3. A ilustração, da autoria do próprio Poeta, uma rosa saturada de branco, remete, simultaneamente, para a ideia de pureza e para fragmentos de um discurso amoroso de um ténue erotismo entrelaçado, subtilmente, com o Desejo (“Apenas o teu corpo/E a vontade/De trepar pelo/Mundo acima/Como quem/Já o respira/Lá no alto/Da montanha”). O lexema “apenas” comanda o sentido do verso e parece habitar, em exclusivo, a alma do sujeito poético.
4. O poema induz o leitor, também ele, a percorrer e a visualizar geografias bucólicas e líricas, numa profusão de cores e de sentidos. É uma perfeita harmonia sinestésica. Atentemos nesta miríade sensorial:
“Há azul
No horizonte
E brilho
No teu luar,
Há sol
Na madrugada,
Suave brisa
No ar,
Há flores
No teu jardim,
Água fresca
Pra regar”
5. A proximidade entre o poeta e a amada, num registo fático, segundo Jakobson, é, deste modo, experienciada, convocando também o leitor a fruir a vida, mesmo que numa teatralização contínua e num tempo sempre (re)inventado:
“VEM DAÍ, VEM,
Que a vida acontece
No grande teatro
Do mundo
Onde se viaja ao sabor
Do vento
E da fantasia
Em levitação
Sobre o vale
De onde se vê
A vida
Do lado certo
Do sonho.”
Na estrofe transcrita, a leveza é dada pela aliteração do v (nove vezes repetidos) a sublinhar a expressiva sonoridade dos versos, aliada a um lirismo profundo, marcado pelo sonho e pela fantasia, mas também pela dor da espera (“Já nem sei/Como esperar!”).
Referência Bibliográfica
Jakobson R (1973). Questions de poétique: Paris: Éditions du Seuil.

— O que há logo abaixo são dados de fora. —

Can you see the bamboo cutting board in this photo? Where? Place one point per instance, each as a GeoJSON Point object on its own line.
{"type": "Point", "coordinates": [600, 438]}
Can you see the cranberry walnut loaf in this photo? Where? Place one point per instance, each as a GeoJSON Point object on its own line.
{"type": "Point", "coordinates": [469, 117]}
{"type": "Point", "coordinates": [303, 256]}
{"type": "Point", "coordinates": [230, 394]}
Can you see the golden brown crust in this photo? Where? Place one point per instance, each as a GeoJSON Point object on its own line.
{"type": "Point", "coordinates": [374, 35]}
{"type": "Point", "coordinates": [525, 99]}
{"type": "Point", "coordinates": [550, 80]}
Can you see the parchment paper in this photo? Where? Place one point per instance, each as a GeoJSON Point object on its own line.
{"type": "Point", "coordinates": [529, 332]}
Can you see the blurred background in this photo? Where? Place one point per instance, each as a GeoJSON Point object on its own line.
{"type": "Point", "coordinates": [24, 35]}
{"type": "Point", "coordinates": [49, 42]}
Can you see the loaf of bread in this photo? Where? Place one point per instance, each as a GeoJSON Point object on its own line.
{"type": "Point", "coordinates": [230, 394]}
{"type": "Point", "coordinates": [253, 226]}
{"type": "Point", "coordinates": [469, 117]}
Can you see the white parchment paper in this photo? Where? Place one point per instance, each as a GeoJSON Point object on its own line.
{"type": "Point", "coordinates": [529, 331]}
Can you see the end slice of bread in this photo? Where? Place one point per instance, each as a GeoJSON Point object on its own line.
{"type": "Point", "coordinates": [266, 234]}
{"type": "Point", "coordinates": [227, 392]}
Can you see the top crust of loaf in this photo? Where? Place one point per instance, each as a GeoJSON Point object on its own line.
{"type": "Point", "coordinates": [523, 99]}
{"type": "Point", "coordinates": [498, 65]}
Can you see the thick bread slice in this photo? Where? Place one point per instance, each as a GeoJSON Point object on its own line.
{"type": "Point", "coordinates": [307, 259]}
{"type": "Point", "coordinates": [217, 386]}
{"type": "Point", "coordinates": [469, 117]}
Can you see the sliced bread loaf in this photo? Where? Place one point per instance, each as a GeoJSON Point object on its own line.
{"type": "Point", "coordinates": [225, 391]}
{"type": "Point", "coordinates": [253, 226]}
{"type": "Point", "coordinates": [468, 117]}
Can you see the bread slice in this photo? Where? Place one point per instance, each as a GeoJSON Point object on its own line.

Cara Professora, acho que desta vez nem vou dizer muitas coisas, dito que fica, na sua análise, o fundamental. Fico-me na condição de poeta, mas quero dizer algo a propósito de uma expressão sua: “uma rosa saturada de branco”. Adorei. E confesso que é isso mesmo: saturada de branco, a extravasar. Mais branco não é possível. Nem como utopia. É isso que vou procurando sempre que me confronto com o branco. Parece que consegui. E anda por cima faz parte do jogo da sinestesia. Com o poema. Pureza: a que emerge quando a liberdade assoma e fala. Esta rosa é uma lua que desce sobre o poeta. É luar cintilante. Que melhor atmosfera para deixar emergir a beleza e a liberdade pura que lhe está sempre associada? Este luar é branco e a sua luz é mais interior do que física. A reinvenção do tempo só pode acontecer num ambiente destes porque, de outro modo, o passado turbulento e perturbador regressará sob outras formas. É preciso saturar o branco da rosa para que se dê uma explosão de beleza e de liberdade. Obrigado, cara Professora. Um abraço.